A WOMAN honoured with an MBE in 2012 for her 40-year contribution to the heritage of Craven and North Yorkshire has stepped down from her museum role.

Anne Read was one of an enthusiastic group who campaigned for a museum in Settle during the 1970s.

And since 1977 she has been closely involved with the Museum of North Craven Life, based at The Folly in the town - spending much of that time as honorary curator.

As a member and trustee of the North Craven Building Preservation Trust, she was also one of the people who campaigned hard to save the 17th century Grade I listed building - now recognised as being one of Settle's most important architectural wonders - when its future was under threat.

Her colleague Barry Forster paid tribute to Anne's four decades of devotion to the museum.

He said: "Honorary Curator sounds like a ceremonial post with paid expenses and a comfy chair - but for Anne it has meant an unpaid second career demanding up to 16 hours a day, seven days a week.
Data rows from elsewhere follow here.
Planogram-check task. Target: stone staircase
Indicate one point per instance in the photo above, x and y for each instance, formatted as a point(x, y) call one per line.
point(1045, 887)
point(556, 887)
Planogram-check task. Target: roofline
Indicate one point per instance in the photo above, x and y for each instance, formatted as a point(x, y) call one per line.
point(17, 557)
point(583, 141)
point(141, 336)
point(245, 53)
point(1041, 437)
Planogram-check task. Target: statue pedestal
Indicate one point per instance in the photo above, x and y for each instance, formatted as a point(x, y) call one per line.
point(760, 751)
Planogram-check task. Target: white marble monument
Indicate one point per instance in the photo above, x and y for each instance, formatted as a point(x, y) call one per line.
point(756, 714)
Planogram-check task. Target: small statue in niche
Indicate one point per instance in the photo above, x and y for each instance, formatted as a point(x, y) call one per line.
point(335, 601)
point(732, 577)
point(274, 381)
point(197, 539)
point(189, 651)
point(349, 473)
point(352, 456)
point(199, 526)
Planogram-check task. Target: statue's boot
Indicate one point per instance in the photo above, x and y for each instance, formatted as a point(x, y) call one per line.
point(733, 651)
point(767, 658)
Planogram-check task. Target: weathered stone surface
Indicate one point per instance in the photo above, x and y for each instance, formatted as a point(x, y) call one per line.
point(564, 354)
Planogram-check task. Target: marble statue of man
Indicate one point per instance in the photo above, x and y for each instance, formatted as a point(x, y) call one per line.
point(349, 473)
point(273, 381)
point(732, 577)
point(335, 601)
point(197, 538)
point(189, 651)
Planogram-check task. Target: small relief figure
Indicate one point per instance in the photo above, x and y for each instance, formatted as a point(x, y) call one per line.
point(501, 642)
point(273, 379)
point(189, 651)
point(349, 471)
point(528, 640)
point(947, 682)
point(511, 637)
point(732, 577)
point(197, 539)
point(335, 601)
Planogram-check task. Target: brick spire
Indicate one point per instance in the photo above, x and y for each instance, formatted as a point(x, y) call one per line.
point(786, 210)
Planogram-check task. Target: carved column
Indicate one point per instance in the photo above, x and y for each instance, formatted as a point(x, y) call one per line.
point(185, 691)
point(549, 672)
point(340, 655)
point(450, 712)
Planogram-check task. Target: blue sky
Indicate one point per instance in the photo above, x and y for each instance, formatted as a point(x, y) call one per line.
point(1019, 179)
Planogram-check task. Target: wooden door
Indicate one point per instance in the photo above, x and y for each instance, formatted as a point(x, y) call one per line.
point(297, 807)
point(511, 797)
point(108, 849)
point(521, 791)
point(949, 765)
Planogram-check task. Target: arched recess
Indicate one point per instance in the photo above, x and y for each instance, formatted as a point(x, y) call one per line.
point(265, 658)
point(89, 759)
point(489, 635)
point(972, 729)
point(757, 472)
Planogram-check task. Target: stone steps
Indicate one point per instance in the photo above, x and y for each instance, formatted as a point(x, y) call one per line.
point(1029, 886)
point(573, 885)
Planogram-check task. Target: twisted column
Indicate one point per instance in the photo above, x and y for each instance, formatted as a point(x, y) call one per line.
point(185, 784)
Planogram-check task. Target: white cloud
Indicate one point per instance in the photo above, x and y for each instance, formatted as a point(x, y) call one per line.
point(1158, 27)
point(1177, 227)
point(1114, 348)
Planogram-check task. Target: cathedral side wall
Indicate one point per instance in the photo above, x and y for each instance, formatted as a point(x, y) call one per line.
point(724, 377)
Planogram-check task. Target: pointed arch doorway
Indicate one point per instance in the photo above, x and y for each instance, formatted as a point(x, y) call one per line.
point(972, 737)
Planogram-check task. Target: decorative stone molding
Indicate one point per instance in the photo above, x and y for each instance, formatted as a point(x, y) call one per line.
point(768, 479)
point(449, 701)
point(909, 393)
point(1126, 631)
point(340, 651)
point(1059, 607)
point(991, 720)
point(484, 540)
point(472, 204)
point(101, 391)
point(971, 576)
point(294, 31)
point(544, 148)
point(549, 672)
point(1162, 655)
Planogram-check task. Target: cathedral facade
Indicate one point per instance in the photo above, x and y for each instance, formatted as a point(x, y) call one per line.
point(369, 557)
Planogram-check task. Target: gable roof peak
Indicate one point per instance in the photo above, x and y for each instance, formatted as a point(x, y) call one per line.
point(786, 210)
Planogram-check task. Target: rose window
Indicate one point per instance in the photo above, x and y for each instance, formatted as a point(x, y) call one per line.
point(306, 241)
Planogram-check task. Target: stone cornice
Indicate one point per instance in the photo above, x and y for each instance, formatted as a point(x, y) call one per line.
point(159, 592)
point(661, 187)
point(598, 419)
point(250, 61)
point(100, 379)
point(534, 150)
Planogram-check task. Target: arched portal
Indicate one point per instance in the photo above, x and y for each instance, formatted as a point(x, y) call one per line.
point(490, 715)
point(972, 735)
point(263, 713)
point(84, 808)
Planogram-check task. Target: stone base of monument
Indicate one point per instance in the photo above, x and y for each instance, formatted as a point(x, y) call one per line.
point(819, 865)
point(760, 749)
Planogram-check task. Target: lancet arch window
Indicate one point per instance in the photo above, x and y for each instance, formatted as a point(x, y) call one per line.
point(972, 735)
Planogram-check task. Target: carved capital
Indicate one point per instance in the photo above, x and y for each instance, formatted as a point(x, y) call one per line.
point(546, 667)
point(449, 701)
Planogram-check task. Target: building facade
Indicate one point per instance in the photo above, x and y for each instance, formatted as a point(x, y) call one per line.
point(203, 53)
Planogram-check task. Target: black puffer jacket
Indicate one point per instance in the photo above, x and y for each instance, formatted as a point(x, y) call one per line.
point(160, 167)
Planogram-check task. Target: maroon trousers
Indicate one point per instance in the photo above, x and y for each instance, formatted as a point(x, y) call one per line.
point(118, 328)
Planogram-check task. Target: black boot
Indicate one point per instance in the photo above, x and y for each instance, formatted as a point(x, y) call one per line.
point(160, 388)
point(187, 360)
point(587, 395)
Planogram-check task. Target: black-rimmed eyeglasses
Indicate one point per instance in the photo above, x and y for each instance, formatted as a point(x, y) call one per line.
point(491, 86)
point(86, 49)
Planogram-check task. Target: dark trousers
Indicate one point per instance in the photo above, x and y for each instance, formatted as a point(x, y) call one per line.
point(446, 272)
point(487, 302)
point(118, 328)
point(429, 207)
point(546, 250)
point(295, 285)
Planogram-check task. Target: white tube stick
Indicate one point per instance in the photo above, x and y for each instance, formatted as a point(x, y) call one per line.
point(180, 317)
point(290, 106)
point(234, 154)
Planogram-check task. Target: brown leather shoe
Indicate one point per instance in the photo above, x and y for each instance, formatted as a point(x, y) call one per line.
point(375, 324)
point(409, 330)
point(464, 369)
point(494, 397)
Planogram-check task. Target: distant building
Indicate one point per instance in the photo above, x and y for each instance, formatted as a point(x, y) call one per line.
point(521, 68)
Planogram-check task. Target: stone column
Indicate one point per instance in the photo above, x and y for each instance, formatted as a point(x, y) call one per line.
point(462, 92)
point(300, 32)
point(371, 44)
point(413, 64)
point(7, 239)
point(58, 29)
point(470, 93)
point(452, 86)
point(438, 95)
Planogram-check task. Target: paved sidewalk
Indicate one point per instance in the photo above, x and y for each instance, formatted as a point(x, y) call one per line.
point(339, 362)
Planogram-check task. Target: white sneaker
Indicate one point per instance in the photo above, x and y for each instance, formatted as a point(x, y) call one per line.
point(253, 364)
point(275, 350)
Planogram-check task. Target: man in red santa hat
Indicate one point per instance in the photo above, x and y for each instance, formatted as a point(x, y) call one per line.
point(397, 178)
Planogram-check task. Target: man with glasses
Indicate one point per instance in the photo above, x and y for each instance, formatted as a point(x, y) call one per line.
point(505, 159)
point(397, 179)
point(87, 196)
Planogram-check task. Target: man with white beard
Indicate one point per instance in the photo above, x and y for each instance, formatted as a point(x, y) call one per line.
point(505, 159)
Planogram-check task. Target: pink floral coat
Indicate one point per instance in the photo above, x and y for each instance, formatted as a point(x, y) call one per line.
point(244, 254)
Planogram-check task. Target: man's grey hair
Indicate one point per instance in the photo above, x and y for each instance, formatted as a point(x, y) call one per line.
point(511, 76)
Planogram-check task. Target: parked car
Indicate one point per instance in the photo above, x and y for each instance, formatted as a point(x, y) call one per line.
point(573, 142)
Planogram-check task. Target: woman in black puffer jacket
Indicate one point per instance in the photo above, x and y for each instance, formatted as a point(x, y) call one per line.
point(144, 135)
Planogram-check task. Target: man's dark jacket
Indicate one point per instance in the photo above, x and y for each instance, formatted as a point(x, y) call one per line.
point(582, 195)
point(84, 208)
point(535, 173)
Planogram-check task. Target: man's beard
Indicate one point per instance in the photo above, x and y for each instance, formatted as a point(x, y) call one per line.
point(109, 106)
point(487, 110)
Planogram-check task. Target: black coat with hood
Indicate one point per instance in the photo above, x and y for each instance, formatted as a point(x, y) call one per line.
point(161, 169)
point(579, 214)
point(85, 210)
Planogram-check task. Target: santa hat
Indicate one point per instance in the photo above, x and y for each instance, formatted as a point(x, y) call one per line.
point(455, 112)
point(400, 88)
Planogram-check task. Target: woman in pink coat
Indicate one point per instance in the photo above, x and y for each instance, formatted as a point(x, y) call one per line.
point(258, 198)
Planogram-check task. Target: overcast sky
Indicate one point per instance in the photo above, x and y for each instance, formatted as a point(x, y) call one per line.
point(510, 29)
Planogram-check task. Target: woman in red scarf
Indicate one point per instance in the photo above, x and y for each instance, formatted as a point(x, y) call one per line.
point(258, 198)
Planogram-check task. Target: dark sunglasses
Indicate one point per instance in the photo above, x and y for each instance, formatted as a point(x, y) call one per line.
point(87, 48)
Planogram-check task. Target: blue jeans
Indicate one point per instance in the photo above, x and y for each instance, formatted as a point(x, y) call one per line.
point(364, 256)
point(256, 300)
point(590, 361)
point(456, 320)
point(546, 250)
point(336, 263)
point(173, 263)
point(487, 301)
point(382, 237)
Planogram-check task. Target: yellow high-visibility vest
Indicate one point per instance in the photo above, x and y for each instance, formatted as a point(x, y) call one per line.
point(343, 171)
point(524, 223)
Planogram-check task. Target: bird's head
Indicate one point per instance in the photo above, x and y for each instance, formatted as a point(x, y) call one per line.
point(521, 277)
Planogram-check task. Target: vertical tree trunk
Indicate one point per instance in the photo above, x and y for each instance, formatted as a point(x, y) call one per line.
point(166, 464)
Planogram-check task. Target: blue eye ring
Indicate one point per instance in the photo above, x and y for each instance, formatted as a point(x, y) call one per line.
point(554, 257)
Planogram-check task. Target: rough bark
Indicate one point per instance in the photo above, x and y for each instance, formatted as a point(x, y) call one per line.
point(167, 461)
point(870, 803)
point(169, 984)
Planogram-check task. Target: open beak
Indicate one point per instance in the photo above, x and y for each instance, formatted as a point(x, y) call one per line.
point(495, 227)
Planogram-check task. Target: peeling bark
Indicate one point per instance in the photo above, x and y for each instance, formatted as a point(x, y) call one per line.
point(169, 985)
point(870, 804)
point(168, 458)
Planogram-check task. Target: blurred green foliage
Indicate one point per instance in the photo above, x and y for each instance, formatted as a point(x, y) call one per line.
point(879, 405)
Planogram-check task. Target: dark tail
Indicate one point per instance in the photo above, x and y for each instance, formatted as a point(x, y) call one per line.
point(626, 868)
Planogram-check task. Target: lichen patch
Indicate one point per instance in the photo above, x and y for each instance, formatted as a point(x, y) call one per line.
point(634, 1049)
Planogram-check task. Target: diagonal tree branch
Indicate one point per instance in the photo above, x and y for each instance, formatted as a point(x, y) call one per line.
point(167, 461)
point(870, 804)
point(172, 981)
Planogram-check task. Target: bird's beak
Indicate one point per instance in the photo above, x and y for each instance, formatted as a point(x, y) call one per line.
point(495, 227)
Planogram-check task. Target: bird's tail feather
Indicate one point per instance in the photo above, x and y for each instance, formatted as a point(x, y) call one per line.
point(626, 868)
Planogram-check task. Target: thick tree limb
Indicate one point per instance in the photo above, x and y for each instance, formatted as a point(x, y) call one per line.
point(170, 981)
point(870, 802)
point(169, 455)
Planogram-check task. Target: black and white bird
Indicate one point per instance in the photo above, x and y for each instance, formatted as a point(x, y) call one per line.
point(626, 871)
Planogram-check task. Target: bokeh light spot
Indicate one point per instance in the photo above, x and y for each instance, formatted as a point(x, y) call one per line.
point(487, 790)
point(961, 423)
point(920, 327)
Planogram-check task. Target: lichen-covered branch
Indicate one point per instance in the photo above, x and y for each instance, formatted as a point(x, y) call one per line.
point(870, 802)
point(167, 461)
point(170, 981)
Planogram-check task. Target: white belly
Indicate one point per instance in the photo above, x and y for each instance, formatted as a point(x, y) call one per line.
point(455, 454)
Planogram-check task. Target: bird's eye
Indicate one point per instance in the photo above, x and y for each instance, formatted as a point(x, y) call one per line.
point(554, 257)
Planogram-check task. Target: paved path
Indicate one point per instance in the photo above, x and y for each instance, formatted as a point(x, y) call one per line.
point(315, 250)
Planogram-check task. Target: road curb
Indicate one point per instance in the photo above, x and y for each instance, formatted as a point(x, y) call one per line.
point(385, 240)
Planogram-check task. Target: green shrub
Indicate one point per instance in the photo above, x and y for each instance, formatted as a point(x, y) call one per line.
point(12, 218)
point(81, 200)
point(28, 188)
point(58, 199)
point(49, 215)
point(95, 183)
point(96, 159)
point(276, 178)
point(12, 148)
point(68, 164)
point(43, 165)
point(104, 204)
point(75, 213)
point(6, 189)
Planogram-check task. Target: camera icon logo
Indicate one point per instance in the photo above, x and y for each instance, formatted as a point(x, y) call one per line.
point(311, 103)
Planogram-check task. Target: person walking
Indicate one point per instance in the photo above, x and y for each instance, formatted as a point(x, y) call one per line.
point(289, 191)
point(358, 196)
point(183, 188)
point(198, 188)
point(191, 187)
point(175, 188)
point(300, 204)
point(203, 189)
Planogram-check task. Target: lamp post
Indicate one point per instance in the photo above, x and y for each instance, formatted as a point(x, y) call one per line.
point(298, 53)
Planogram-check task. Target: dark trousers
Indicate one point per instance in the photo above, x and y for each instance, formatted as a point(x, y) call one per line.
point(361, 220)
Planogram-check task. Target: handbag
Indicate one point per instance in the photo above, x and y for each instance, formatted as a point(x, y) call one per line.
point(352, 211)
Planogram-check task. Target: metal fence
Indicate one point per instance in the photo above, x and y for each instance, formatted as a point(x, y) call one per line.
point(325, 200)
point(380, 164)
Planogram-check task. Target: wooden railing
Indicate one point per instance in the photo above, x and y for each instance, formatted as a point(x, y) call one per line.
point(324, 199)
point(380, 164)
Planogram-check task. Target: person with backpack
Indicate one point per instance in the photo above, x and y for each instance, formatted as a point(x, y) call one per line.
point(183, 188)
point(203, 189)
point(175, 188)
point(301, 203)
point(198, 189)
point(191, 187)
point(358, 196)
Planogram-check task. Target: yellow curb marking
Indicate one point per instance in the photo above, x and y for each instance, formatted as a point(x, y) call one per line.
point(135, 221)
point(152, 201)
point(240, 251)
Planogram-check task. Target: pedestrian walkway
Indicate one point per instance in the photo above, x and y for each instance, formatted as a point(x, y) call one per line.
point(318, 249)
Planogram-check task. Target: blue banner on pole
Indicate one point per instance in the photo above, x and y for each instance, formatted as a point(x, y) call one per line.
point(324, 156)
"Anne rightly insists that nothing could have been achieved without the skills, time and commitment of so many volunteer supporters. Even so, all of us involved appreciate that the lion’s share of planning exhibitions, organising research, and continuously pursuing funding has been borne by Anne.

"She has travelled the winding roads of Yorkshire in all weathers to promote the museum, talk about Craven history, attend workshops, and seek out best practice in other museums." A programme of refurbishment of the museum has been taking place for several weeks, and it is scheduled to re-open on Friday, February 15.

Mr Forster added: "In 2001 The Folly became our museum’s permanent home but until the North Range could be acquired and renovated the research, administration and archive sections had to find space in Chapel Street.

"In 2019 the museum will all come together in The Folly, so no wonder Anne feels it is a good time to retire as curator.

"But this is not a sad farewell. Anne will still be around - but hopefully she will at least get a dinner break, be home in time for tea, and be able to ignore the phone in the evenings!"